By repeating this process across hundreds of nanoparticles, they were able to see both overall trends across the population and differences between individual particles. Changing the amount of PLD controlled how quickly the reaction happened.
At the same time, SAXS and SANS showed how increasing PA levels and PLD activity reshaped internal water channels, membrane curvature and overall nanoparticle morphology.
Fig 2: Comparison of choline signals from individual lipid nanoparticles, highlighting compositional differences across LNP formulations.
Outcome
This combined approach overcame key analytical challenges by enabling label-free, real-time monitoring of chemical changes in LNPs at the single-particle level. It allowed researchers to:
- Observe how enzymes act on individual nanoparticles as reactions unfold, rather than relying on bulk measurements that average behaviour and hide important particle-to-particle differences.

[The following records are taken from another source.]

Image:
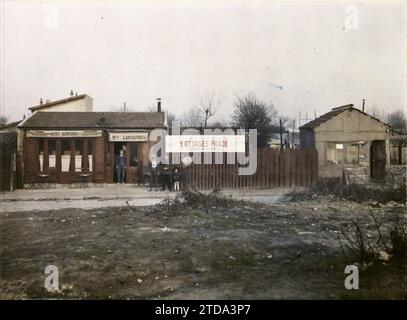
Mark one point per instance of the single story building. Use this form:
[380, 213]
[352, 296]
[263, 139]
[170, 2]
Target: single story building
[347, 138]
[69, 147]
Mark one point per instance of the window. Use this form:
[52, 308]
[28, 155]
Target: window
[41, 154]
[52, 152]
[133, 154]
[65, 155]
[342, 153]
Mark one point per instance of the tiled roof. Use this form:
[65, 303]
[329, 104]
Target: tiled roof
[334, 112]
[68, 120]
[52, 103]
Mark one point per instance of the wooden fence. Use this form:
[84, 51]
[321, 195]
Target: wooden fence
[8, 161]
[275, 168]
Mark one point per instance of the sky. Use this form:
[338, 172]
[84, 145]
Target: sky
[302, 57]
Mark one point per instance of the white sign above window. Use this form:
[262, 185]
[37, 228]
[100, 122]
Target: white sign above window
[202, 143]
[128, 136]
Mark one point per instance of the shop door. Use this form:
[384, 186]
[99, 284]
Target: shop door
[378, 160]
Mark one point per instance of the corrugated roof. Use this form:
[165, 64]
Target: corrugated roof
[53, 103]
[68, 120]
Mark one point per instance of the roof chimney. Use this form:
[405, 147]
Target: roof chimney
[158, 104]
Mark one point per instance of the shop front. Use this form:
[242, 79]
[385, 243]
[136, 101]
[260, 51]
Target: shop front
[66, 152]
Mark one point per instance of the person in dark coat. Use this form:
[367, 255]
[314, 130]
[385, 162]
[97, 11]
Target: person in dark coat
[121, 165]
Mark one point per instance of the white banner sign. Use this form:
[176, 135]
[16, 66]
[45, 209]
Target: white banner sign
[202, 143]
[64, 133]
[128, 136]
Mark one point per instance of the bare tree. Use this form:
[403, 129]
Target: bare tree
[192, 118]
[252, 113]
[209, 103]
[397, 119]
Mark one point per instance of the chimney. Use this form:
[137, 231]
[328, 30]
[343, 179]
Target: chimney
[158, 104]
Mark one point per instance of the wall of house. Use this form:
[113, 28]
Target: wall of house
[81, 105]
[349, 127]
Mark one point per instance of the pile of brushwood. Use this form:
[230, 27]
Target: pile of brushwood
[378, 193]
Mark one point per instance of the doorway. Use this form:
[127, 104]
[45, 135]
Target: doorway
[378, 160]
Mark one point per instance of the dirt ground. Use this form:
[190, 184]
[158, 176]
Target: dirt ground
[242, 251]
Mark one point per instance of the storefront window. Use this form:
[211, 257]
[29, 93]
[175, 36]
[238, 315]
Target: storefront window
[342, 153]
[65, 155]
[133, 154]
[41, 154]
[52, 151]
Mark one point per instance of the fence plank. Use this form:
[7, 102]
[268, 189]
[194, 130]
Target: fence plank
[275, 168]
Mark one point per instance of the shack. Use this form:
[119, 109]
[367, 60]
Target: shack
[65, 147]
[348, 140]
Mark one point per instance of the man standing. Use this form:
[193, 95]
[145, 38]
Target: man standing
[121, 162]
[153, 172]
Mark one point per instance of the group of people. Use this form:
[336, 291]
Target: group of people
[173, 177]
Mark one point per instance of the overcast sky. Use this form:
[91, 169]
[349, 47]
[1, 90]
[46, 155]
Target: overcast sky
[135, 52]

- Track genuine chemical changes without using labels, avoiding interference with enzyme activity or nanoparticle structure and providing a more accurate picture of how LNPs respond to biological stimuli.
The study revealed several important insights:
- PLD can fully access and remodel the entire LNP membrane, converting neutral lipids into negatively charged ones far more efficiently than in comparable vesicles.
- PLD activity is strongly influenced by LNP membrane structure and curvature.
- Structural tuning of the LNP membrane directly influences this enzymatic activity, highlighting the potential to design enzyme-responsive LNPs.
These findings point to new strategies for disease-responsive payload delivery in diseases where PLD is dysregulated. With the help of SPARTA®’s unique compositional insight, this study also helps address a key challenge in LNP design by linking composition, structure and biological function at the single-particle level.